Indeed, two of the entrants were vivacious, sophisticated, tat-free sisters in their early 20s from Southern California. Although both the girls were rather flat-chested for such a competition, they were both very attractive and in terrific shape. They knew they were hot, but they were very good-natured about it. Weirdly, their titillating the horn-dog crowd was enthusiastically cheered on by dad and mom — the latter thankfully turning down the daughters' request that she join them in the competition — and a perplexed looking 10-year-old brother. The 18-year-old brother didn't have time to cheer, because his sisters had demanded that he be drafted for the job of wetting their boobs and those of the other contestants.

It was a spirited competition, as the younger sis tried to outdo her older sibling by prancing all about, flashing the crowd, and repeatedly engaging in lesbo kissing bouts with a fellow competitor from Calgary. As bewitching as the younger sister was, she started her 30-second act by running across the stage and executing a perfect handstand flip right onto the lap of the judge! Eat your heart out Mary Lou Retton. But nobody was swayed, and the more sophisticated — but still very naughty — older sis was awarded the $100. The entire family seemed delighted with the outcome.

That was about all we could take of American-style family togetherness in Cabo, so we took off at dawn the next morning. We got hammered by winds close to 30 knots rounding Falso, but as often happens, conditions mellowed 10 miles up the coast.

Not caring what the GRIB files had forecast, that night the wind and seas decided to act up near Tosca. We briefly thought about anchoring under the Tosca Light, but it was a black night, and neither the Tosca Light nor our depthsounder was working. Then, too, we remembered being anchored in Cabo years ago when the Kiwi delivery crew on the C&C 61 Triumph anchored at Tosca one night — and ended up on the beach the next morning. Our solution was to just put the donks in neutral and drift.
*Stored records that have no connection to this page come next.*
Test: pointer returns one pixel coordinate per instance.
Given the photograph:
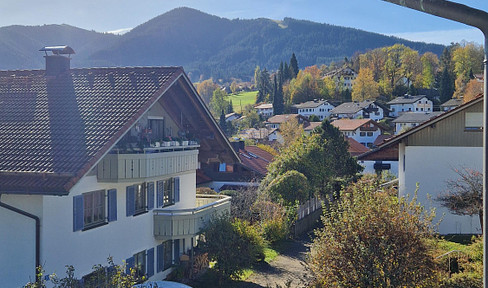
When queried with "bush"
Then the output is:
(373, 239)
(234, 246)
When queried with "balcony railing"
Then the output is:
(176, 224)
(147, 162)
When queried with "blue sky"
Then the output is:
(370, 15)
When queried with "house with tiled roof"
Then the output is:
(364, 131)
(428, 156)
(100, 162)
(319, 108)
(277, 120)
(265, 110)
(409, 103)
(409, 120)
(368, 109)
(249, 172)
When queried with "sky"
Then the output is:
(369, 15)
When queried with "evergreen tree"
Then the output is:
(446, 88)
(230, 107)
(293, 66)
(222, 122)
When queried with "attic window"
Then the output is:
(473, 121)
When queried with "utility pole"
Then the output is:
(479, 19)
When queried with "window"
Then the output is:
(164, 256)
(168, 192)
(473, 121)
(139, 198)
(142, 263)
(94, 208)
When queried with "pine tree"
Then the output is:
(293, 66)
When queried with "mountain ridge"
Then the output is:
(205, 45)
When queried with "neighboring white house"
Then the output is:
(451, 104)
(364, 131)
(85, 173)
(429, 154)
(367, 109)
(408, 103)
(265, 110)
(409, 120)
(344, 76)
(277, 120)
(319, 108)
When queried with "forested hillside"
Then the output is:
(205, 45)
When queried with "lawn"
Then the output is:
(242, 99)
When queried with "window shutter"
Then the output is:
(129, 263)
(130, 201)
(112, 205)
(150, 195)
(177, 189)
(77, 213)
(150, 262)
(160, 195)
(160, 261)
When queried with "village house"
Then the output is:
(429, 154)
(344, 76)
(277, 120)
(319, 108)
(408, 103)
(364, 131)
(265, 110)
(367, 109)
(100, 162)
(409, 120)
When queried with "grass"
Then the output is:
(242, 99)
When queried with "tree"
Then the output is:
(234, 246)
(464, 196)
(322, 157)
(206, 89)
(364, 86)
(373, 239)
(218, 102)
(293, 66)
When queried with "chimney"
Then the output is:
(56, 61)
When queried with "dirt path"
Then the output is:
(287, 270)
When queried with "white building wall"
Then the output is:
(18, 239)
(430, 167)
(61, 246)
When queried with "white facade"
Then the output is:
(265, 110)
(322, 111)
(422, 105)
(431, 167)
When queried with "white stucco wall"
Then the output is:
(430, 167)
(17, 237)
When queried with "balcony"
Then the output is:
(137, 164)
(176, 224)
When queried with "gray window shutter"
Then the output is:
(129, 263)
(112, 205)
(177, 189)
(150, 262)
(78, 213)
(160, 194)
(150, 195)
(160, 259)
(130, 201)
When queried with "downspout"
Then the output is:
(479, 19)
(38, 231)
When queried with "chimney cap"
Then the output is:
(57, 50)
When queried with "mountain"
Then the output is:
(205, 45)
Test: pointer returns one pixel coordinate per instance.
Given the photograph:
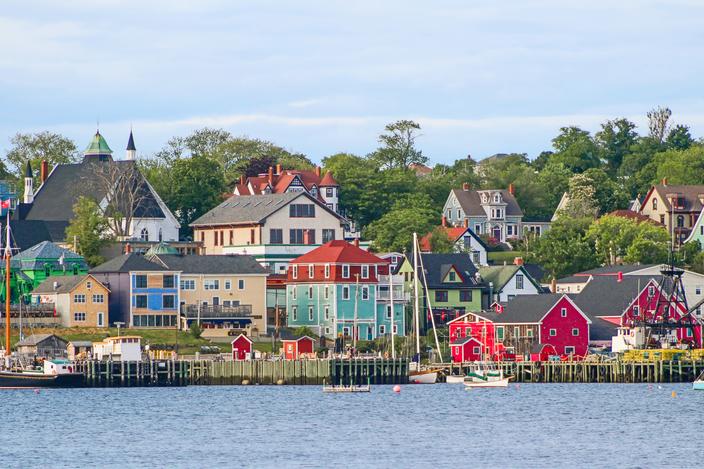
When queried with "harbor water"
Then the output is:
(442, 425)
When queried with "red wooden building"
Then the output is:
(294, 348)
(241, 347)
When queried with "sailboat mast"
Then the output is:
(416, 306)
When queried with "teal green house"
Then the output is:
(338, 289)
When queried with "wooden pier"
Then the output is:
(662, 371)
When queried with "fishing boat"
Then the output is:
(52, 373)
(486, 375)
(698, 384)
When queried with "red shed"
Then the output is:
(293, 348)
(466, 349)
(241, 346)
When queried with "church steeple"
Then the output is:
(131, 153)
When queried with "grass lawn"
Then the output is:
(498, 257)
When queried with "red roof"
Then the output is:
(339, 252)
(453, 232)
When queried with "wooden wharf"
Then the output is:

We drifted to leeward at an alarming four knots until we put the helm hard over, reducing the speed of the drift by 50 percent. After we'd power napped for about two hours, the wind and seas backed off, and we motored into Bahia Santa Maria at about noon the next day.

We spent 36 hours at BSM, which seemed oddly vacant without the 150 or so Ha-Ha boats we normally see there. During our stay, Joe and Christie Hague of the Ventura-based Aleutian 51 Nordica, also sitting out weather, came over for an afternoon of socializing. What great folks! They told about leaving their boat unattended on the hook in Zihua, then renting cars to drive down to Huatulco and inland to Patzcuaro — and loving it. They'd had the boat hauled in Puerto Escondido, Baja, and originally intended to leave her there for the summer. After a change in plans, they called Elvin at PEMS, got him to shuffle a few boats in the crowded yard, prep the bottom, and launch Nordica on short notice.

It turns out that Christie was being a bit of a naughty nurse. She'd just had neck surgery and wasn't supposed to subject her neck to any banging around. Not that there would be any of that on a Baja Bash. We enjoyed meeting Joe and Christie, and looked forward to having dinner with them up at Turtle Bay. Alas, we were doing nine knots past Turtle Bay at sunrise a couple of days later, so there was no way we were going to stop.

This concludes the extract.